Caladenia lateritica
- Conservation status: Vulnerable (IUCN 2.3)

Scientific classification
- Kingdom: Plantae
- Clade: Tracheophytes
- Clade: Angiosperms
- Clade: Monocots
- Order: Asparagales
- Family: Orchidaceae
- Subfamily: Orchidoideae
- Tribe: Diurideae
- Genus: Caladenia
- Species: C. lateritica
- Binomial name: Caladenia lateritica K.W.Dixon & Christenh.

= Caladenia lateritica =

- Genus: Caladenia
- Species: lateritica
- Authority: K.W.Dixon & Christenh.
- Conservation status: VU

Species of orchid

Caladenia lateritica, also known as white primrose orchid, is a plant in the orchid family Orchidaceae and is endemic to relatively inaccessible, high lateritic plateaux in a high rainfall area in south-western Western Australia. It is a ground orchid with a single hairy leaf and one or two white flowers on a thin, sparsely-hairy stem. It is similar to Caladenia flava but is distinguished by its fragrant white versus yellow flowers with prominent red stripes and spots on the dorsal sepal and lateral petals. Caladenia lateritica mimics Conostylis setosa (Haemodoraceae) in terms of flowering time, height, colour and fragrance. It also shares a native bee pollinator with Conostylis setosa, which provides pollen and nectar whereas the orchid is rewardless.

==Description==
Caladenia lateritica is a terrestrial, perennial, deciduous, herb with spheroid, annually replaced tubers situated 8–15 cm below the soil surface and forming a single, hairy, linear leaf, sometimes with purple veining below, 5-15 cm long and 4-8 mm wide.
There are up to three flowers borne on a slender, sparsely silky-hairy raceme, 10-25 cm tall. The sepals and petals are spreading, white with various amounts of red dots and stripes on the dorsal petal and lateral sepals. The dorsal sepal is lanceolate to broadly lanceolate, 10-21 mm long. The lateral sepals spathulate, broadly ovate-lanceolate and petals ovate with a single or sometimes multiple red stripes. The labellum is prominently trilobed with a raised yellow plate near the base of the middle lobe, yellow at the base, with rows of white calli extending from either side of the plate and the lateral lobes suffused with pink, 8-10 mm long. The column is curved over the raised central plate, yellow, with prominent, white, lateral wings.

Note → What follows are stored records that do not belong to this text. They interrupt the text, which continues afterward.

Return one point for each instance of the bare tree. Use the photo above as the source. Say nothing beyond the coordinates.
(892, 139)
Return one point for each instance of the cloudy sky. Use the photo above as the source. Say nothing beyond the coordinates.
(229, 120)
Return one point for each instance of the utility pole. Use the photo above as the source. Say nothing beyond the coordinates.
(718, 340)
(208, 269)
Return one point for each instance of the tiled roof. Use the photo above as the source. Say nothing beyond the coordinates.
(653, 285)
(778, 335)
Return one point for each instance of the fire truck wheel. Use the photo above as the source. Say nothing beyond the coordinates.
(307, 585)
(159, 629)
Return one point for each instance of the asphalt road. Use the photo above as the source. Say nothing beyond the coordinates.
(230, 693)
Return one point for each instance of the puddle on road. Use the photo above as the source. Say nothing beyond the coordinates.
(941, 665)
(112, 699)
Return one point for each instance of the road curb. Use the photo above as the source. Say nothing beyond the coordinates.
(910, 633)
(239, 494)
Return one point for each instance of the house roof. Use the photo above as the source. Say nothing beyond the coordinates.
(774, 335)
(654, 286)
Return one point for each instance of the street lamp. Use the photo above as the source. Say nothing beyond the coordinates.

This Caladenia is similar to C. flava fragrant white versus yellow flowers with prominent red stripes and spots on the dorsal sepal and lateral petals. It is sometimes confused with C. flava subsp. sylvestris, which flowers later and has sepals and petals that are yellow at the base.

==Taxonomy and naming==
The first formal description of this orchid was by Kingsley Dixon and Maarten Christenhusz in 2018, but the species was initially not adopted by Florabase.
However, this was a taxonomic confusion as the two taxa are clearly separated by flower colour, flowering time, pollinators and scent.

==Distribution and habitat==
Caladenia lateritica is only found on isolated lateritic plateaux south of Dwellingup and north-east of Waroona in south-western Western Australia, often forming extensive pure stands or co-occurring with Caladenia rosea. They grow in shallow lateritic regolith that overlay massive bauxite, in open woodland comprising an overstory of jarrah (Eucalyptus marginata), marri (Corymbia calophylla) and parrot bush (Banksia sessilis), with an understory of Conostylis setosa, Orthrosanthus laxus, Xanthorrhoea preissii, Hypocalymma robustum, Phyllanthus calycinus and Stylidium species.

==Ecology==
Caladenia lateritica grows with white cottonhead (Conostylis setosa, Haemodoraceae), with which it shares a similar stature, flower colour, scent and flowering time. The widespread and common Caladenia flava subsp. flava, to which this taxon has similarities, occurs rarely in the shallow soils, open forest and well drained plateau areas where C. lateritica occurs, indicating that the new taxon has an ecological preference for the unusual geology and climate of these high plateaux. Although the species may have occurred more extensively in the region, much of the suitable habitat of similar topography and geology in the 1000–1200 mm rainfall zone have been now mined or are currently being mined.